Test if your defined tpm/rpm limits are respected across multiple instances of the Router object.

In our test:
- Max RPM per deployment is = 100 requests per minute
- Max Throughput / min on router = 200 requests per minute (2 deployments)
- Load we'll send through router = 600 requests per minute

:::info

If you don't want to call a real LLM API endpoint, you can setup a fake openai server. [See code](#extra---setup-fake-openai-server)

:::

### Code

Let's hit the router with 600 requests per minute.

Copy this script 👇. Save it as `test_loadtest_router.py` AND run it with `python3 test_loadtest_router.py`


```python
from litellm import Router
import litellm
litellm.suppress_debug_info = True
litellm.set_verbose = False
import logging
logging.basicConfig(level=logging.CRITICAL)
import os, random, uuid, time, asyncio

# Model list for OpenAI and Anthropic models
model_list = [
    {
        "model_name": "fake-openai-endpoint",
        "litellm_params": {
            "model": "gpt-3.5-turbo",
            "api_key": "my-fake-key",
            "api_base": "http://0.0.0.0:8080",
            "rpm": 100
        },
    },
    {
        "model_name": "fake-openai-endpoint",
        "litellm_params": {
            "model": "gpt-3.5-turbo",
            "api_key": "my-fake-key",
            "api_base": "http://0.0.0.0:8081",
            "rpm": 100
        },
    },
]

router_1 = Router(model_list=model_list, num_retries=0, enable_pre_call_checks=True, routing_strategy="usage-based-routing-v2", redis_host=os.getenv("REDIS_HOST"), redis_port=os.getenv("REDIS_PORT"), redis_password=os.getenv("REDIS_PASSWORD"))
router_2 = Router(model_list=model_list, num_retries=0, routing_strategy="usage-based-routing-v2", enable_pre_call_checks=True, redis_host=os.getenv("REDIS_HOST"), redis_port=os.getenv("REDIS_PORT"), redis_password=os.getenv("REDIS_PASSWORD"))


async def router_completion_non_streaming():
  try:
    client: Router = random.sample([router_1, router_2], 1)[0] # randomly pick b/w clients
    # print(f"client={client}")
    response = await client.acompletion(
              model="fake-openai-endpoint", # [CHANGE THIS] (if you call it something else on your proxy)
              messages=[{"role": "user", "content": f"This is a test: {uuid.uuid4()}"}],
          )
    return response
  except Exception as e:
    # print(e)
    return None

async def loadtest_fn():
    start = time.time()
    n = 600  # Number of concurrent tasks
    tasks = [router_completion_non_streaming() for _ in range(n)]
    chat_completions = await asyncio.gather(*tasks)
    successful_completions = [c for c in chat_completions if c is not None]
    print(n, time.time() - start, len(successful_completions))

def get_utc_datetime():
    import datetime as dt
    from datetime import datetime

    if hasattr(dt, "UTC"):
        return datetime.now(dt.UTC)  # type: ignore
    else:
        return datetime.utcnow()  # type: ignore


# Run the event loop to execute the async function
async def parent_fn():
  for _ in range(10):
    dt = get_utc_datetime()
    current_minute = dt.strftime("%H-%M")
    print(f"triggered new batch - {current_minute}")
    await loadtest_fn()
    await asyncio.sleep(10)

asyncio.run(parent_fn())
```
## Multi-Instance TPM/RPM Load Test (Proxy)

Test if your defined tpm/rpm limits are respected across multiple instances.

The quickest way to do this is by testing the [proxy](./proxy/quick_start.md).
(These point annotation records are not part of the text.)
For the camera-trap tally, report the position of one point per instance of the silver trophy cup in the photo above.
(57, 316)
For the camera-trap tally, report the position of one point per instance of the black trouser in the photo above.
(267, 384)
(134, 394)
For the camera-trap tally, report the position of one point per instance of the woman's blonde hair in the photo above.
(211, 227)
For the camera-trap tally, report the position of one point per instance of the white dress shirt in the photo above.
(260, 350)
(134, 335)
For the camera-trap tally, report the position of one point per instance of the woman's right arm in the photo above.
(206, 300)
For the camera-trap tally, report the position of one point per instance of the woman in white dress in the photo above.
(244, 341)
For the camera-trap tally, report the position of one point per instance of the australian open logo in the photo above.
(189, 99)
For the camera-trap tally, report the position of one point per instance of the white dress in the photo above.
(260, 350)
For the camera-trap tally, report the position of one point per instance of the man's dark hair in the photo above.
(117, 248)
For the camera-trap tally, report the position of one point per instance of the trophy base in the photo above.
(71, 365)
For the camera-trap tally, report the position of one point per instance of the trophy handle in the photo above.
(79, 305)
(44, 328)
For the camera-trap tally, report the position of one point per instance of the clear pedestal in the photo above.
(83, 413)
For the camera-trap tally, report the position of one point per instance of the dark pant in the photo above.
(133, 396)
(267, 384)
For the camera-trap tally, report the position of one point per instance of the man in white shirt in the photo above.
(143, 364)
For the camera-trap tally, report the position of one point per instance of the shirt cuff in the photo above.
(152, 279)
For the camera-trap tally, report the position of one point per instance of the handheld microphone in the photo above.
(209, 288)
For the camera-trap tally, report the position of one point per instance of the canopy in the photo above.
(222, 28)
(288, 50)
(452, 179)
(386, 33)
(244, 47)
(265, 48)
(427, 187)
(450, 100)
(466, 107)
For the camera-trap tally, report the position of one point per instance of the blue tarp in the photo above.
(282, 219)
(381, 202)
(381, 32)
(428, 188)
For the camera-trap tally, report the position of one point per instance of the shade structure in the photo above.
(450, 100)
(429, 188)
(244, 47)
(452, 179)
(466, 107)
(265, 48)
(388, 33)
The proxy uses the [router](./routing.md) under the hood, so if you're using either of them, this test should work for you.

In our test:
- Max RPM per deployment is = 100 requests per minute
- Max Throughput / min on proxy = 200 requests per minute (2 deployments)
- Load we'll send to proxy = 600 requests per minute


So we'll send 600 requests per minute, but expect only 200 requests per minute to succeed.

:::info

If you don't want to call a real LLM API endpoint, you can setup a fake openai server. [See code](#extra---setup-fake-openai-server)

:::

### 1. Setup config

```yaml
model_list:
- litellm_params:
    api_base: http://0.0.0.0:8080
    api_key: my-fake-key
    model: openai/my-fake-model
    rpm: 100
  model_name: fake-openai-endpoint
- litellm_params:
    api_base: http://0.0.0.0:8081
    api_key: my-fake-key
    model: openai/my-fake-model-2
    rpm: 100
  model_name: fake-openai-endpoint
router_settings:
  num_retries: 0
  enable_pre_call_checks: true
  redis_host: os.environ/REDIS_HOST ## 👈 IMPORTANT! Setup the proxy w/ redis
  redis_password: os.environ/REDIS_PASSWORD
  redis_port: os.environ/REDIS_PORT
  routing_strategy: usage-based-routing-v2
```

### 2. Start proxy 2 instances

**Instance 1**
```bash
litellm --config /path/to/config.yaml --port 4000

## RUNNING on http://0.0.0.0:4000
```

**Instance 2**
```bash
litellm --config /path/to/config.yaml --port 4001

## RUNNING on http://0.0.0.0:4001
```

### 3. Run Test

Let's hit the proxy with 600 requests per minute.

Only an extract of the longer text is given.